# What kind of questions do judges ask?



## HoosierShadow

Thought I'd ask here... what kind of questions do they judges typically ask 4-H kids about their goats? What are good things to know for kids who are new at this?

I remember someone at one of the meetings saying that the kids should know the % of the grain they feed.

I want to print out a picture from the internet that lists the name of each body part so they can learn some of them. I have lots to learn on some of this stuff too! 

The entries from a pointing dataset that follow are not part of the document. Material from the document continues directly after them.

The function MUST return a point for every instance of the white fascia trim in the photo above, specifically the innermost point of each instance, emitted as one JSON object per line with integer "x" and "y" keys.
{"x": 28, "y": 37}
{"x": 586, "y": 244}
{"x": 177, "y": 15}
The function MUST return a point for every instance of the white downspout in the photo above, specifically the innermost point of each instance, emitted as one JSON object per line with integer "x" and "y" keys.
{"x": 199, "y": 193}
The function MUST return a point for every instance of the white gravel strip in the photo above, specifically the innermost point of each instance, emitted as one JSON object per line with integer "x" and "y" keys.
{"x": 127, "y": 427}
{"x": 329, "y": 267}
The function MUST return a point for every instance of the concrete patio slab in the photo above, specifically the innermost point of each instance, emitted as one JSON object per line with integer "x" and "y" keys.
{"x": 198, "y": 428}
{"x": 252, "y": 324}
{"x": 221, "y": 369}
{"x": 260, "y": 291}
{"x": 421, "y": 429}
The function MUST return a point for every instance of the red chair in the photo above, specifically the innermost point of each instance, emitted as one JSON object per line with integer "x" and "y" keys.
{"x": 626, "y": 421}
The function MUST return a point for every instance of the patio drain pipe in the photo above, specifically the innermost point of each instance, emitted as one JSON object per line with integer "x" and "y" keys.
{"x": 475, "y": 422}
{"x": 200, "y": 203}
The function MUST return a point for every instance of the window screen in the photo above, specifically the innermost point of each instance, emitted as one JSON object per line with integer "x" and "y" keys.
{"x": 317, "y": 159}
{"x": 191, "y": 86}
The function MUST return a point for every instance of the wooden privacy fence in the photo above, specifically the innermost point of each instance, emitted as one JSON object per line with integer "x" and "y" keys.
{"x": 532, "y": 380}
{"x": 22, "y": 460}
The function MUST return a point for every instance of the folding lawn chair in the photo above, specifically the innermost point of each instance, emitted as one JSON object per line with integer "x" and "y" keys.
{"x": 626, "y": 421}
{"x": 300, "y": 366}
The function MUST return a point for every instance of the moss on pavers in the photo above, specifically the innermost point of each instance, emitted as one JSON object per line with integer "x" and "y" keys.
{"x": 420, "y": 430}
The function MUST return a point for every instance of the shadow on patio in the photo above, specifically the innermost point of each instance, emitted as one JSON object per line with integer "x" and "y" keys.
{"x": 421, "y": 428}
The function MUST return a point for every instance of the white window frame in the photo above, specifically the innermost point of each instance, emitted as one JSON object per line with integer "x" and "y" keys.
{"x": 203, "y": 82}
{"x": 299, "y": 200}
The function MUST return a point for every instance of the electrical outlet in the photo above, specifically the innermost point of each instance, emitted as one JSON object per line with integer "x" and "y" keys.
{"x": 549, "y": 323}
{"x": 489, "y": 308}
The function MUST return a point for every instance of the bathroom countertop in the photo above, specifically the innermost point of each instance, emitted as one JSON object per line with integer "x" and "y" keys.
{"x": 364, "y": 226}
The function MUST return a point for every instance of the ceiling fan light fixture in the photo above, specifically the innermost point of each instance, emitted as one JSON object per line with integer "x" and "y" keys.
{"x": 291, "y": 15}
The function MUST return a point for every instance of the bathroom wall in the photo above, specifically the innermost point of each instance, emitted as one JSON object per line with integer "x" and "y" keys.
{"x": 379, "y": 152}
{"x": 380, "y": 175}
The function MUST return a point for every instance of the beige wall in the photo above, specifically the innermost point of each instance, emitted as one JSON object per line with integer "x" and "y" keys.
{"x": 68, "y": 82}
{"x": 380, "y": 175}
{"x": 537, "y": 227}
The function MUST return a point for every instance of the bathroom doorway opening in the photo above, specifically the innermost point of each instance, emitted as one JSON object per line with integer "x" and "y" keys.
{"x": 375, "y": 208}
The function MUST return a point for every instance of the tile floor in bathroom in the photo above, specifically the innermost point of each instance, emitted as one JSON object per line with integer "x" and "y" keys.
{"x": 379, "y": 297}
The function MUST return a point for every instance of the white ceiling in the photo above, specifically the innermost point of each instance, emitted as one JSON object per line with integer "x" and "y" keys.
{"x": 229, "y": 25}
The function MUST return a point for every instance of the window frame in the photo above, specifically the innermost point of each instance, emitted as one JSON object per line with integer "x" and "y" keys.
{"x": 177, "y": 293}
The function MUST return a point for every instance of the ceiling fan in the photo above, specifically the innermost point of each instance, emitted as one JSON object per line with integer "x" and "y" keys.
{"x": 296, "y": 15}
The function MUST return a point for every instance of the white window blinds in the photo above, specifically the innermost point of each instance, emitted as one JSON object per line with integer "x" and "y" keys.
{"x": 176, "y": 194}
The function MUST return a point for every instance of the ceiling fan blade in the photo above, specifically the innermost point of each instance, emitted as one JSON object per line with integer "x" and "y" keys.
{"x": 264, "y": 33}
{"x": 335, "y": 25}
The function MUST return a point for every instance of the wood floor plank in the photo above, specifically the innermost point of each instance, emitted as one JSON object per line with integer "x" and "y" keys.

What else? I'm just not sure...


----------



## RunAround

ALL the body parts. I know thats a MUST. lol


----------



## Ali_1010

With lambs and steers we get asked:
-Body Parts (internal and external)
-Main feed contents. 
-lbs per day feeding
-current weight of animal
-animal breeder/breeder location
-with steers we get asked about % of backfat, but i'm not sure about goats...
-DIGESTIVE SYSTEM!!! (monogastric or rumanent) 
-Breed of animal 
-Gender of animal

If your child DOES NOT know the answer, IT IS VERY IMPORTANT TO BS AN ANSWER!! If we don't know an answer, we are told to say:
"At this time, I do not know the answer to your question. However, I will further my knowledge to find the answer for future reference." 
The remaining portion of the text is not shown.